Album Review Quasi - Breaking the Balls of History
4 StarsA feast of exuberance.

Sam Coomes and Janet Weiss are already ledgered in the prestigious Sub Pop pantheon. While Quasi themselves stand proud with a catalogue of alt-classics from the late ‘90s and beyond, their individual CVs alone are enough to boast about. Returning with this tenth studio album - their first in a decade – ‘Breaking the Balls of History’ withstood a broken collar bone, two broken legs (Janet suffered a horrific car crash in 2019) and a pandemic in order to whirlwind itself into existence.
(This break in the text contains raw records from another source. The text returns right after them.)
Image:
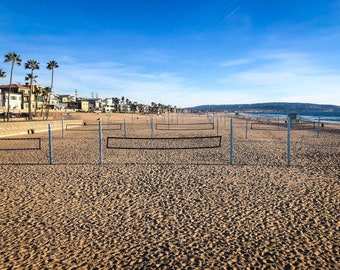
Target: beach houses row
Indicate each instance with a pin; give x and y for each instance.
(19, 100)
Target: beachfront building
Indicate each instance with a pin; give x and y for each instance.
(54, 101)
(94, 103)
(18, 96)
(15, 100)
(109, 105)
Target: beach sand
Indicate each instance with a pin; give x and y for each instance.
(172, 209)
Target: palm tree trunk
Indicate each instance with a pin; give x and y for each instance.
(49, 96)
(9, 92)
(30, 100)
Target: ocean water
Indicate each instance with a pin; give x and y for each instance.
(326, 117)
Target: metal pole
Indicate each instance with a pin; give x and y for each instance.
(288, 141)
(62, 127)
(217, 126)
(124, 128)
(151, 126)
(231, 142)
(100, 143)
(50, 143)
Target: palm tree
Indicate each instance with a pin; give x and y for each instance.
(14, 59)
(51, 66)
(32, 65)
(2, 73)
(34, 88)
(45, 93)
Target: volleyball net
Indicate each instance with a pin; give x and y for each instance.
(93, 127)
(20, 144)
(163, 143)
(188, 126)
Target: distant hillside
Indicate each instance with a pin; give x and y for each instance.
(274, 107)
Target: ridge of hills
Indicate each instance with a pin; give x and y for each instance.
(269, 107)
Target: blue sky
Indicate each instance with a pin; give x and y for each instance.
(180, 52)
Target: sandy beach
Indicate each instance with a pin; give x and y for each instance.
(172, 208)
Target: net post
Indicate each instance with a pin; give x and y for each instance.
(151, 127)
(50, 143)
(231, 142)
(62, 127)
(124, 128)
(216, 126)
(288, 141)
(100, 143)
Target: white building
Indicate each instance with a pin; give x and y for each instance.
(15, 100)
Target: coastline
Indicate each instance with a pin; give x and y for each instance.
(174, 208)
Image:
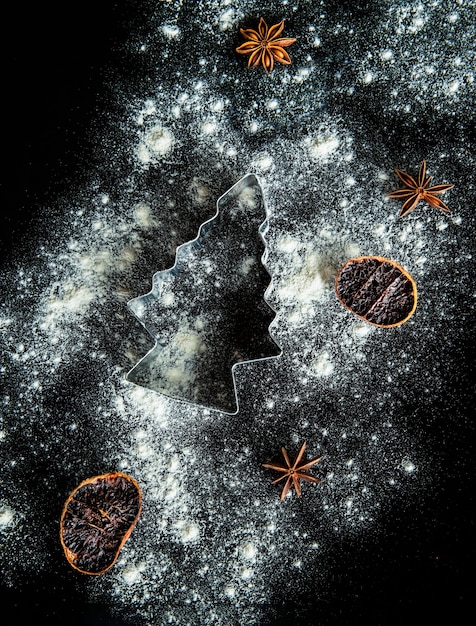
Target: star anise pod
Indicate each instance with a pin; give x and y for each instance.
(293, 473)
(419, 190)
(264, 47)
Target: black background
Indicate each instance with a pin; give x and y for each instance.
(419, 566)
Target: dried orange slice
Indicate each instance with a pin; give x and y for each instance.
(97, 519)
(377, 290)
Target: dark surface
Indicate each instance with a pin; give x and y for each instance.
(418, 565)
And the result is an effervescence of headlong, wind-slicing garage-rock that’s equal parts brazen, jubilant and loud. Propelled across its twelve tracks with eruptions of keyboard overdrive, cannoning drums, and Sam’s corn dog vocals - think Stephen Malkmus after a hat-trick of Red Bulls - Quasi land someplace cool between corny absurdity, and wry sincerity. Littered with askew lyrical turns - “I was a teenage porcupine / A bed of nails running up my spine” – ‘Breaking…’ offers up a feast of exuberance, standout track ‘Riots and Jokes’ musically epitomising the album’s forward-charging freedoms, and neatly sums up Quasi’s modus operandi there in its very title.